Lecture 2: Magnitude, frequency and long term view Flashcards
Magnitude and Frequency of natural hazards
Affects
- Perception of people’s risk
- Insurance risk
- Societies response to events
How often an event of a certain magnitude occurs is
often expressed as:
- The probability of such an event, or
2. The recurrence interval (return period)
The concept of Recurrence Intervals occur in a variety of natural hazard research including:
earthquake hazards
volcanic eruption frequency
severe weather and storms
meteor impacts
When natural hazards are random it is helpful to represent their frequency as
An average time between past events, a “recurrence interval” also known as a “return time”.
Recurrence intervals refer to
past occurrence of random events.
Forecasting refers to
future likelihood of random events.
Frequency analysis uses
time series of a hazard to estimate the probability of a hazard of different sizes occurring.

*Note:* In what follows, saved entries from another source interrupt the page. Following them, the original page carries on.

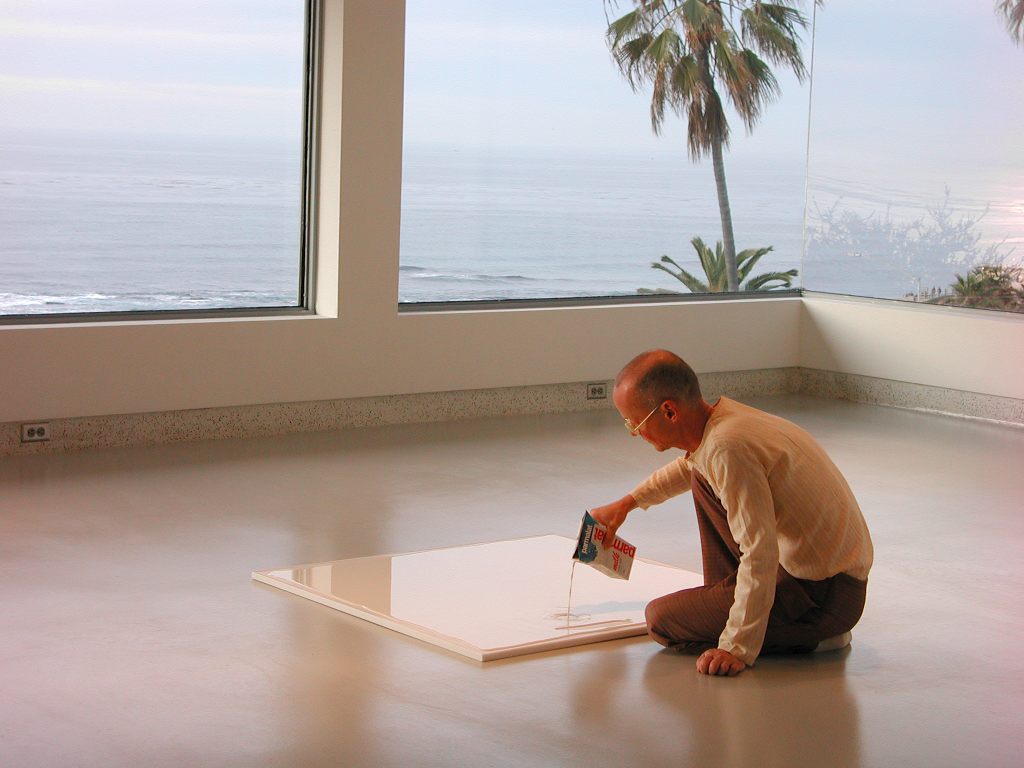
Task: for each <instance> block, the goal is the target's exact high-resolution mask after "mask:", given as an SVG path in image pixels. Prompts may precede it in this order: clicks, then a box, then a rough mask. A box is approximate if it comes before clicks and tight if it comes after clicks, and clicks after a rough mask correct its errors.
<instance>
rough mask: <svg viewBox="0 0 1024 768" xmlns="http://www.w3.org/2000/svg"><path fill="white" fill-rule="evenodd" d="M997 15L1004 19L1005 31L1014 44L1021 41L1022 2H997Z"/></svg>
mask: <svg viewBox="0 0 1024 768" xmlns="http://www.w3.org/2000/svg"><path fill="white" fill-rule="evenodd" d="M995 10H996V12H997V13H1001V14H1002V15H1004V16H1005V17H1006V23H1007V31H1008V32H1009V33H1010V37H1011V38H1012V39H1013V41H1014V42H1015V43H1019V42H1021V40H1022V37H1024V36H1022V33H1024V0H999V2H997V3H996V4H995Z"/></svg>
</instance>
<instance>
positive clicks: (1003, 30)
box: [804, 0, 1024, 310]
mask: <svg viewBox="0 0 1024 768" xmlns="http://www.w3.org/2000/svg"><path fill="white" fill-rule="evenodd" d="M1022 55H1024V51H1022V50H1021V48H1020V47H1019V46H1016V45H1015V44H1014V42H1013V40H1012V38H1011V35H1010V34H1009V32H1008V29H1007V26H1006V24H1005V17H1004V16H1002V15H1000V14H999V13H997V12H995V11H993V7H992V3H988V2H977V3H964V2H954V1H953V0H944V1H943V2H935V0H927V2H926V1H925V0H915V1H913V2H901V3H882V2H879V1H878V0H835V2H829V3H827V5H825V6H824V8H823V9H821V10H819V11H818V16H817V40H816V58H815V63H814V104H813V117H812V139H811V147H810V167H809V206H808V213H809V215H808V222H807V224H808V231H807V233H808V239H807V253H806V262H805V265H804V287H805V288H807V289H811V290H817V291H828V292H836V293H847V294H854V295H860V296H871V297H879V298H890V299H906V300H910V301H929V302H938V303H954V304H966V305H969V306H987V307H991V308H1004V309H1017V310H1020V309H1021V308H1022V306H1024V305H1022V299H1024V294H1022V293H1021V290H1020V288H1021V286H1020V272H1019V271H1018V270H1017V265H1019V264H1020V263H1021V262H1020V259H1021V256H1022V255H1024V248H1022V247H1021V246H1022V244H1024V140H1022V138H1024V97H1022V96H1024V93H1022V91H1021V71H1022V60H1024V59H1022Z"/></svg>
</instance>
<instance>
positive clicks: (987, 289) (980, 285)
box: [929, 264, 1024, 312]
mask: <svg viewBox="0 0 1024 768" xmlns="http://www.w3.org/2000/svg"><path fill="white" fill-rule="evenodd" d="M953 276H954V278H955V279H956V282H955V283H953V284H951V285H950V286H949V287H950V288H951V289H952V293H951V294H949V295H945V296H941V297H939V298H937V299H934V300H932V301H930V302H929V303H935V304H953V305H955V306H970V307H977V308H980V309H1007V310H1010V311H1014V312H1021V311H1024V285H1022V281H1024V269H1021V268H1020V267H1014V266H1004V265H999V264H996V265H993V264H985V265H982V266H976V267H975V268H974V269H972V270H971V271H969V272H968V273H967V274H966V275H961V274H955V275H953Z"/></svg>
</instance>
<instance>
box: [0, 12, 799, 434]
mask: <svg viewBox="0 0 1024 768" xmlns="http://www.w3.org/2000/svg"><path fill="white" fill-rule="evenodd" d="M342 14H344V18H343V17H342ZM343 22H344V25H343V24H342V23H343ZM402 29H403V9H402V5H401V3H400V2H396V1H394V0H345V1H344V2H341V0H328V2H327V29H326V42H325V78H324V99H323V103H324V108H323V113H324V114H323V141H322V143H323V147H324V153H323V154H324V159H323V166H322V175H323V181H322V185H321V250H319V268H318V271H317V280H318V288H319V291H318V301H317V312H318V315H319V316H305V317H273V318H258V319H251V318H250V319H224V321H188V322H170V321H162V322H151V323H127V324H85V325H52V326H36V327H32V326H9V327H5V328H0V358H2V359H3V360H4V374H5V375H4V377H3V381H2V382H0V422H8V421H27V420H37V419H56V418H66V417H76V416H98V415H108V414H119V413H143V412H153V411H173V410H179V409H195V408H209V407H219V406H237V404H251V403H259V402H283V401H298V400H317V399H332V398H339V397H356V396H366V395H376V394H396V393H404V392H424V391H441V390H452V389H472V388H478V387H501V386H515V385H524V384H548V383H560V382H571V381H582V380H588V379H590V380H601V379H606V378H610V377H612V376H614V374H615V373H616V372H617V370H618V368H620V367H621V366H622V365H623V364H624V362H625V361H626V360H628V359H629V358H630V357H631V356H633V355H634V354H636V353H637V352H638V351H641V350H643V349H646V348H651V347H655V346H666V347H670V348H672V349H675V350H678V351H679V352H680V353H682V354H683V355H685V356H686V357H687V358H688V359H689V360H690V361H691V365H693V367H694V368H695V369H696V370H697V371H737V370H745V369H757V368H783V367H788V366H795V365H797V364H798V342H799V323H800V300H799V299H796V298H791V299H777V300H756V301H740V302H729V303H724V302H696V303H686V304H657V305H642V306H605V307H574V308H558V309H528V310H512V311H473V312H462V311H460V312H445V313H421V314H401V315H399V314H398V312H397V296H398V224H399V212H400V211H399V206H400V189H401V85H402V82H401V81H402V55H403V40H402ZM342 85H343V87H342Z"/></svg>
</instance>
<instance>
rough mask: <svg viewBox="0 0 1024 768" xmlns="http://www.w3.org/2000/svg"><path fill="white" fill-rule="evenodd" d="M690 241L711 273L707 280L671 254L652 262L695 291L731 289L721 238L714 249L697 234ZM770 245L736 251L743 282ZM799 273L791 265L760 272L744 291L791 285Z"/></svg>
mask: <svg viewBox="0 0 1024 768" xmlns="http://www.w3.org/2000/svg"><path fill="white" fill-rule="evenodd" d="M690 244H691V245H692V246H693V248H694V249H695V250H696V252H697V257H698V258H699V259H700V266H701V267H702V268H703V270H705V274H706V275H707V276H708V282H707V283H705V282H703V281H701V280H698V279H696V278H694V276H693V275H692V274H690V273H689V272H688V271H686V270H685V269H683V267H681V266H680V265H679V264H678V263H676V262H675V261H674V260H673V259H671V258H669V257H668V256H663V257H662V262H663V263H658V262H656V261H655V262H654V263H653V264H651V266H652V267H653V268H654V269H662V270H663V271H666V272H668V273H669V274H671V275H672V276H673V278H675V279H676V280H678V281H680V282H681V283H682V284H683V285H684V286H686V287H687V288H688V289H689V290H690V291H692V292H693V293H721V292H722V291H725V290H727V289H728V272H727V269H726V261H725V252H724V249H723V248H722V243H721V242H718V243H716V244H715V250H714V251H712V250H711V249H710V248H709V247H708V246H707V245H705V242H703V241H702V240H700V238H694V239H693V240H691V241H690ZM771 250H772V249H771V247H770V246H769V247H768V248H749V249H746V250H745V251H740V252H739V253H738V254H736V271H737V274H736V280H737V281H738V282H739V283H742V282H743V281H744V280H746V275H748V274H750V273H751V270H752V269H753V268H754V265H755V264H757V263H758V261H760V260H761V257H762V256H764V255H765V254H766V253H769V252H770V251H771ZM666 264H672V266H674V267H676V269H675V270H673V269H671V268H669V267H667V266H666ZM796 276H797V270H796V269H790V270H788V271H785V272H765V273H764V274H759V275H757V276H756V278H751V279H750V280H746V283H743V287H742V290H744V291H772V290H774V289H776V288H790V287H792V286H793V279H794V278H796ZM769 283H778V284H779V285H776V286H770V285H768V284H769Z"/></svg>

Empirical distribution function
Rank all the data and plot each event against the proportion of events that are greater than it.
Frequency and magnitude analysis based on probability and recurrence intervals assume stationarity of the time series of these events.
In other words
the mean and variance are assumed not to vary over time.
However trends, persistence and intermittency in the behaviour of natural systems makes these assumptions insecure!
Q1: Have the frequencies of natural hazards increased?
To answer that we need to take a longer term view of the physical events and processes that generate the disasters…but how?
Climate independent events (Volcanoes)
Key Steps in reconstruction of volcanic records from Ice Cores.
Establish Ice Core Chronology
Separate Volcanic Sulphates from other sulphate sources.
Quantify volume of sulphate flux
Account for uncertainty in Chronology and separation method.
Test against known eruption events (fingerprint eruption using tephra)
Tephrochronology
Determine Geochemistry of Tephra
Match to Database of Eruptions Geochemistry
Identify known dated eruption
What do we learn?
Climate independent events (Volcanoes)
Many (larger) Volcanic events in the past.
No real trends in natural hazard time series.
Large events are infrequent but random.
We can identify the location and frequency of very large eruptions and use this to define risk IF we can identify their origin.
What do we learn?
Climate dependent events (Coastal Storms)
Many Cyclone landfall events in the past.
Considerable variability and uncertainty but..
Phases of increase Cyclone landfall broadly correlating with climate changes.
Recent increase in tropical cyclone activity.
People
The demography of populations is a function of peoples ability to choose.
Choice in crude terms is driven by access to wealth, political structures (borders), and other social factors.
The key is the movement of people into areas or a change in socio-economic status that makes them more VULNERABLE to natural hazards.